Dati macro Usa deboli e trimestrali inferiori alle attese fanno tirare il freno alle borse le cui prime indicazioni sono negative.
Riferimenti odierni saranno 4,36% per il tasso del Btp decennale e 217 punti base per lo spread sul Bund, dopo che la carta italiana ha esteso ieri il rally con i core in vista del cruciale board Bce di domani, in un mercato che continua a manifestare alti livelli di volatilità.
Il mercato ha messo in conto un aumento dei tassi di 75 punti base al meeting di domani, che porterebbe il PT al 2%, ma cresce l'attesa di un approccio meno aggressivo per il futuro da parte di Francoforte, di fronte ai crescenti timori di recessione e ai segnali in arrivo dalla Federal Reserve.
Gli investitori si aspettano novità sul tema Tltro, mentre non dovrebbero arrivare annunci relativi al quantitative tightening, su cui il dibattito è in corso.
Sunak, terzo inquilino di Downing Street in due mesi, si è impegnato a ripristinare la fiducia e a guidare la Gran Bretagna fuori dalla crisi economica.
Banca del Giappone aumenta gli acquisti di bond in vista del meeting al via domani, difendendo la sua politica di tassi ultra-bassi di fronte al recente rialzo dei rendimenti.

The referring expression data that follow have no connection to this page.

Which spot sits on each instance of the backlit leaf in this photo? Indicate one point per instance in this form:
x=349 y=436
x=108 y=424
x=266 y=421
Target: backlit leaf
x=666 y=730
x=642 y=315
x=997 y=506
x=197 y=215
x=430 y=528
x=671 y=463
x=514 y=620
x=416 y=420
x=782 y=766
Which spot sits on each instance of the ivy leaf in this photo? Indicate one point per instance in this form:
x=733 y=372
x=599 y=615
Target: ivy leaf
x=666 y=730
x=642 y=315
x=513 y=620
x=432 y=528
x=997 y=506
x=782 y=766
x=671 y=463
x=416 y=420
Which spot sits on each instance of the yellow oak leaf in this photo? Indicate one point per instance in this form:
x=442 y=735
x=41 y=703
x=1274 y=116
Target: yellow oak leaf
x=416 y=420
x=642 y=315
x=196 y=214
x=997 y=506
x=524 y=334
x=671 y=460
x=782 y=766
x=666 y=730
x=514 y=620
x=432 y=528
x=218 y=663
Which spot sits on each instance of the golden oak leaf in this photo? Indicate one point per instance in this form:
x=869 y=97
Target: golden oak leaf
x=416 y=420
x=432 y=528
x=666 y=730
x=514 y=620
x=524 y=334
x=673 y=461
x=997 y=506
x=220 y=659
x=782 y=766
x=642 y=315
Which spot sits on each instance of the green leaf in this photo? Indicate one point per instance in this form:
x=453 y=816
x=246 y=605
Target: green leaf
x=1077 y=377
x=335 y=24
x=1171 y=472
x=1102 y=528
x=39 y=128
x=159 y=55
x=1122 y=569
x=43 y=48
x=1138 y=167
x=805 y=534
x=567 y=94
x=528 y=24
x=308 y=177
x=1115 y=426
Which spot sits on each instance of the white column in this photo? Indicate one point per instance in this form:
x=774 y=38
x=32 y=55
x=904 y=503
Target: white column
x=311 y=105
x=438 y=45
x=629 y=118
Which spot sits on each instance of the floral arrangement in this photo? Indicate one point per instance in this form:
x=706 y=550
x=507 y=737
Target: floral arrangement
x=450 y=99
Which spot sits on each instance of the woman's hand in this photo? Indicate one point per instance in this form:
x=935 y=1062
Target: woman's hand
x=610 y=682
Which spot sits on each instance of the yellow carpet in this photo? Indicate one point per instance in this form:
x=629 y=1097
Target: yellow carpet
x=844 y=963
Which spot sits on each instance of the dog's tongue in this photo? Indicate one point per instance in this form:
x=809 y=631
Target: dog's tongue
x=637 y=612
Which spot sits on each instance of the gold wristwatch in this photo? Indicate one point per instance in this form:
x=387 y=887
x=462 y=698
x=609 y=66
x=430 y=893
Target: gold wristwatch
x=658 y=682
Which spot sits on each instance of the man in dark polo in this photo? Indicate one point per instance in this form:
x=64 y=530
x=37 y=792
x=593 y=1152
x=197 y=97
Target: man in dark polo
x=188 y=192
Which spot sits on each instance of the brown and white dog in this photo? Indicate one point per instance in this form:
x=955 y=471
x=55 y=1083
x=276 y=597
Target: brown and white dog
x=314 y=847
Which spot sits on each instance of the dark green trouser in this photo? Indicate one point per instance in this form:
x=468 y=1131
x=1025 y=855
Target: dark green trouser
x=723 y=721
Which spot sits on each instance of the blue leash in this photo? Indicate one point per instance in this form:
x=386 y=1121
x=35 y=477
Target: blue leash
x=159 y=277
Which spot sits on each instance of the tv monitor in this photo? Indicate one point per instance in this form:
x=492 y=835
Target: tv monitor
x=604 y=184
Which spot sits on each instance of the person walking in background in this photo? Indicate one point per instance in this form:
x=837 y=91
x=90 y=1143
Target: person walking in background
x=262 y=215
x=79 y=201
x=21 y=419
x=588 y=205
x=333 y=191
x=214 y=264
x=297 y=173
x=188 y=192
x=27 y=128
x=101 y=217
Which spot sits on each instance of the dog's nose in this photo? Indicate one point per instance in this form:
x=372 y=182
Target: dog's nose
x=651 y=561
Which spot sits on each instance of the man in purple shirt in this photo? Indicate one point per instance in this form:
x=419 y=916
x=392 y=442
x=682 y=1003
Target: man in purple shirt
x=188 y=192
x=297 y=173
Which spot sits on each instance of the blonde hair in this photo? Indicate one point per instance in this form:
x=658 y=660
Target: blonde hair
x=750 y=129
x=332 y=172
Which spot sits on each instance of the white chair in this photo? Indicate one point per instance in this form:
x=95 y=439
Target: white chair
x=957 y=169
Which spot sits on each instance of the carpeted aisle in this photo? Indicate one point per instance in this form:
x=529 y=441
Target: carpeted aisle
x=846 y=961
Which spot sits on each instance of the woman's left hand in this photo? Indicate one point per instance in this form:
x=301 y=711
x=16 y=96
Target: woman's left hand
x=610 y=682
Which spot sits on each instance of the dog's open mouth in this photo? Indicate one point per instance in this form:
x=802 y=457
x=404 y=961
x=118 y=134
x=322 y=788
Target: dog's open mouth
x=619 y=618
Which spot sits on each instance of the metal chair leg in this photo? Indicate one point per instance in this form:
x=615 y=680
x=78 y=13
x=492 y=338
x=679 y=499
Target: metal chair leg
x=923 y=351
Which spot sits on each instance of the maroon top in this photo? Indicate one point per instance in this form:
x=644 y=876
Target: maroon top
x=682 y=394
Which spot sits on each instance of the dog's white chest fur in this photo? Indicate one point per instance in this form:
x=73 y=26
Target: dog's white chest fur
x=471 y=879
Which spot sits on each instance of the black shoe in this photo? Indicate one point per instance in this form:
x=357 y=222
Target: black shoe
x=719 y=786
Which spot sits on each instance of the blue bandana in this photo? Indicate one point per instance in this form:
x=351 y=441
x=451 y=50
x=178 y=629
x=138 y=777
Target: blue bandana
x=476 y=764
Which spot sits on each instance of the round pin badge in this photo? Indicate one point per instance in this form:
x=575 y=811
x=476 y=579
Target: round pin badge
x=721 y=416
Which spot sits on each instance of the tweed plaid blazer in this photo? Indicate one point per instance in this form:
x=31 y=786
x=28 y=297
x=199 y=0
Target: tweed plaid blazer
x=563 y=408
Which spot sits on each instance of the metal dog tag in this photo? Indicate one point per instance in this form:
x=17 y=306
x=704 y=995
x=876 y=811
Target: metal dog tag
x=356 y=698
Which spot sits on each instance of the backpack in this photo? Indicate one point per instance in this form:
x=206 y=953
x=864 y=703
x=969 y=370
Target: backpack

Una serie di numeri oggi fornirà indicazioni sullo stato dell'economia Usa. Ieri dati deludenti su prezzi delle case, fiducia dei consumatori e manifattura - oltre a trimestrali Usa che fotografano rallentamenti della crescita - hanno alimentato le attese di un rallentamento nel ciclo aggressivo di rialzo dei tassi da parte della Fed.
Il dollaro è vicino ai minimi da tre settimane contro un paniere di valute, tra i crescenti segnali di debolezza dell'economia Usa.
Prezzi petrolio in calo dopo che i dati hanno mostrato come le scorte Usa siano salite più delle attese, ma i timori sulle forniture aiutano a contenere le perdite.